The self-admitted “father” of the Transportation Security Administration (TSA) is driving another nail in the coffin of his “bastard child.” But this time he has other House chairmen and subcommittee chairmen working with him.
Rep. John Mica (R-Fla.), who heads the House Transportation and Infrastructure Committee, and Rep. Darrell Issa (R-Calif.), who heads the Oversight and Government Reform Committee, ordered their Republican investigative staffs to review the performance of the much-maligned TSA.
Mica does not disguise his desire to eliminate the TSA in its present form and return to a lean, risk-based, adaptive agency responsible for analyzing intelligence, setting security standards and overseeing the nation’s transportation security structure.

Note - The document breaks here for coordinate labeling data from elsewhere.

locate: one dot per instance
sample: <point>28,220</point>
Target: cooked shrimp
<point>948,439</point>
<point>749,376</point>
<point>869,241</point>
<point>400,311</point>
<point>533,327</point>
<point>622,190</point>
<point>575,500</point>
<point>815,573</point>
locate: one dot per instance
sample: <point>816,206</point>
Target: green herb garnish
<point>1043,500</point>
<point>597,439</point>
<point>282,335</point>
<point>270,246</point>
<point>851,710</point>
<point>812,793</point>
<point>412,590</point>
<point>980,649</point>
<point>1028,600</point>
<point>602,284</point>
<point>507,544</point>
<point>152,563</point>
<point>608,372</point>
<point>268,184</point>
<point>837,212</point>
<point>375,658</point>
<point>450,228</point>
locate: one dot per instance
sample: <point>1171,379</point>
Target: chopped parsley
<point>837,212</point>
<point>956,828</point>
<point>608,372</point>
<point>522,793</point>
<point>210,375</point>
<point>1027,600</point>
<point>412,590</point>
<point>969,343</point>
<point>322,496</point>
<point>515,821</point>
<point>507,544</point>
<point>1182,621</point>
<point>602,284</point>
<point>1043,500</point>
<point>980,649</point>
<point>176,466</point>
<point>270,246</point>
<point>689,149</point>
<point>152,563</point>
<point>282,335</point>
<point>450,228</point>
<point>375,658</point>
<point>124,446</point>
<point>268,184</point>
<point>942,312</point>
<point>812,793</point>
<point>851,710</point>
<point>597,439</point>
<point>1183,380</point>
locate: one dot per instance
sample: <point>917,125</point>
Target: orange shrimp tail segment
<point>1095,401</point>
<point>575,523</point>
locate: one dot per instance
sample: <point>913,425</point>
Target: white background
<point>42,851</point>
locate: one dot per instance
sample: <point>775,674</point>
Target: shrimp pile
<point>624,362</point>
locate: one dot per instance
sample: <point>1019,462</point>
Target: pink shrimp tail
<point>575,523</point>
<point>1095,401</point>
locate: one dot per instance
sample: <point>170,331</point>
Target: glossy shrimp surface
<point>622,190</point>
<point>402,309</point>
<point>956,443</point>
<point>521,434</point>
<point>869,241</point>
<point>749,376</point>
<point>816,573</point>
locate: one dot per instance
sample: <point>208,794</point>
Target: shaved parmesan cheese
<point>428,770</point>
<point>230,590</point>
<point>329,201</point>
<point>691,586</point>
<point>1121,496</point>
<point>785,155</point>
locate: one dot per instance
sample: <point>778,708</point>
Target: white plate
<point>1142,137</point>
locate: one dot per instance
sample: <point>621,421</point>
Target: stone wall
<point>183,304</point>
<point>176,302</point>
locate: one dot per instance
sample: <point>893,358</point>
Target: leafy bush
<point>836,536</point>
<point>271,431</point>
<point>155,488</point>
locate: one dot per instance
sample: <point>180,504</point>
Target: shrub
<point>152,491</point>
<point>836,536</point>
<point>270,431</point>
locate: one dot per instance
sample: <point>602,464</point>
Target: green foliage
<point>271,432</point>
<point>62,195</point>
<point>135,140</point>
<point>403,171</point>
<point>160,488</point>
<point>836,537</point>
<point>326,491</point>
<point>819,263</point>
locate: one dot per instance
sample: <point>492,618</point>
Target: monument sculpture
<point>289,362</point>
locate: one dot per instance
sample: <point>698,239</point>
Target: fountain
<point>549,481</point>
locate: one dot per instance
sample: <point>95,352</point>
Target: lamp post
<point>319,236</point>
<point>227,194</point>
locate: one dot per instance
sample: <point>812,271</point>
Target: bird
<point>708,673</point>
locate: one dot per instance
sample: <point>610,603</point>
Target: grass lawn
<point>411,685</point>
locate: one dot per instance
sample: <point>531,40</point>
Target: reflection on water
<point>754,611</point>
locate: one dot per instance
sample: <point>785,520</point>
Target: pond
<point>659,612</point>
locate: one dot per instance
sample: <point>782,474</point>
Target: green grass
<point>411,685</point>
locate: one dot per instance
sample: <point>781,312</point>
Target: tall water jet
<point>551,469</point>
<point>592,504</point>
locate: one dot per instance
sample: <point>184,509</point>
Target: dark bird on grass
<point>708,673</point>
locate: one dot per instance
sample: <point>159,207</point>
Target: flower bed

“Unfortunately, the TSA has strayed from its security mission and mushroomed into a top-heavy bureaucracy that includes 3,986 headquarters staff, making $103,852 per year on average, and 9,656 administrators in the field,” he said. He noted that the agency has 65,000 employees and has spent $57 billion on numerous operational and technology failures.
“While we are safer today than we were 10 years ago, this is largely thanks to the vigilance of American citizens and passengers, the actions of flight crews and armed pilots, the addition of hardened cockpit doors and the assistance of foreign intelligence agencies,” Mica continued. “After 10 years, we cannot continue to rely on luck. It is time for reform.”
According to Issa, the agency has become “a backwards-looking dinosaur that seeks employees through pizza box advertising and struggles to detect actual terrorist threats.” The House investigators uncovered more than 25,000 security breaches in U.S. airports since 2001.
The report, entitled “A Decade Later: A Call for TSA Reform,” was released in mid-November at a press briefing at Ronald Reagan Washington National Airport. The probe found that the agency suffers from mismanagement and failure.
“From the top down, the TSA is a troubled agency,” the congressional staffers said. “The TSA and its Administrator are buried within the Department of Homeland Security [DHS], along with 21 other agencies. Turnover in the position of TSA Administrator has been excessive, and too little priority has been placed on naming a new administrator when the position has become vacant.”
Mica wants to remove the TSA from the Department of Homeland Security and relocate it to the Department of Transportation. The report said the House Transportation Committee is preparing new legislation to reform TSA in accordance with the findings of the investigators, including an audit by a “qualified outside organization.”